Any one who is taking an online cocktail making class will soon begin to realise that different types of drinks require different types of glassware. At first, it might not seem to matter that much what shape of glass the drink is served in, but there is a logical reason for selecting the appropriate glass. Here’s a closer look at cocktail glassware.
The main reason cocktail glasses are different shapes is because the shape can affect the temperature of the drink, and also influences the aroma. There is a visual element at play as well; brightly coloured and garnished drinks look even better in an attractively shaped glass.
When visualising a cocktail, most people will think of the iconic martini glass, which has a long slender stem and a funnel shaped bowl. The drinks served in this glass are pre-chilled during the shaking or stirring process, so the glass is not designed to hold ice, but rather the drink is strained into the glass.

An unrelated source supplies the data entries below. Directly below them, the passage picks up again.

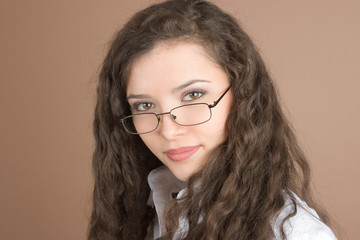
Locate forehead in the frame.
[127,41,226,95]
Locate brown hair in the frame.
[89,0,327,240]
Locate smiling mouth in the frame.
[165,145,201,162]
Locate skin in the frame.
[127,41,232,181]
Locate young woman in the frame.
[89,0,336,240]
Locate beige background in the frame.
[0,0,360,240]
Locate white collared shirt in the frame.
[145,166,337,240]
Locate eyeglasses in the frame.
[120,87,230,134]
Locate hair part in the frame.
[89,0,327,240]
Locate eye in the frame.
[183,90,205,101]
[134,102,155,112]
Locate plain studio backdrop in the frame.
[0,0,360,240]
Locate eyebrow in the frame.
[127,79,211,100]
[171,79,210,93]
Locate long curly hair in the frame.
[88,0,327,240]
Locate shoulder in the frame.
[272,193,337,240]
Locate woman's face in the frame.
[127,41,232,181]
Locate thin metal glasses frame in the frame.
[120,86,231,135]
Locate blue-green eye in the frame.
[134,102,155,112]
[183,90,205,101]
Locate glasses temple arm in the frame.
[209,86,231,108]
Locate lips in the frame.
[165,145,201,162]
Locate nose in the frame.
[159,114,185,140]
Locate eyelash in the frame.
[132,89,206,112]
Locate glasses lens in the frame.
[171,103,211,126]
[123,113,159,134]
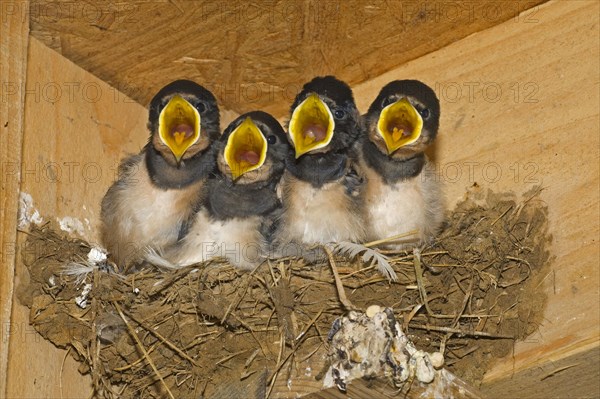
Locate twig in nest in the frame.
[409,324,515,339]
[363,230,419,247]
[323,245,357,310]
[121,312,198,366]
[540,363,579,381]
[113,301,175,399]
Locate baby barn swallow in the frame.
[275,76,365,262]
[360,80,444,249]
[149,111,293,269]
[101,80,220,267]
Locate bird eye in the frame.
[194,101,206,113]
[418,108,430,119]
[333,108,346,119]
[381,97,394,108]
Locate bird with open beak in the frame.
[274,76,365,262]
[100,80,220,268]
[360,80,444,249]
[147,111,293,269]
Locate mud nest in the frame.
[20,190,550,398]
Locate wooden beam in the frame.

The narrower bottom holds the flavours of the drink together and keeps it cool, while the wide surface area allows the aromas to rise and enhance the enjoyment of the drink.
There is another explanation for the shape of the martini glass, which originates from the illicit drinking parties during prohibition era America. Legend has it that the wide shallow bowls were deliberately designed to make alcoholic drinks easier to throw away during a police raid.
This glass is a short heavy bottomed tumbler, which is designed to hold drinks served with ice cubes, or ‘on the rocks’, as it is known in the bartending trade. Other names for a rocks glass include an Old Fashioned or a lowball glass. It has straight and sturdy sides that make it easy to stir the drink and distribute the temperature and flavour evenly.
This is a tall glass with a flat base and narrow straight sides, also called a highball glass. It is used to serve drinks which contain a mixer, such as soda or tonic water, so they can easily be stirred and can hold ice cubes. The narrow opening helps to keep the bubbles flowing for longer and helps to keep the drink cool.
The coupe glass is said to be modelled on Marie Antoinette’s feminine shape, and it is often used to serve pink coloured drinks such as the Sonambula. It’s a broad shallow bowl with a long stem, and is sometimes used as an alternative to a martini glass because it is less prone to spilling.
They are also sometimes used to serve desserts such as ice cream, because of the spacious bowl and attractive shape, which looks very elegant on the dinner table.
The hurricane glass
This glass has a short stem, a broad bottom and a flared rim, and is so called because it resembles the shape of a hurricane lamp. It takes its name from the red hurricane cocktail, and it is thought that the tall curved shape is designed to show off the colour of the drink.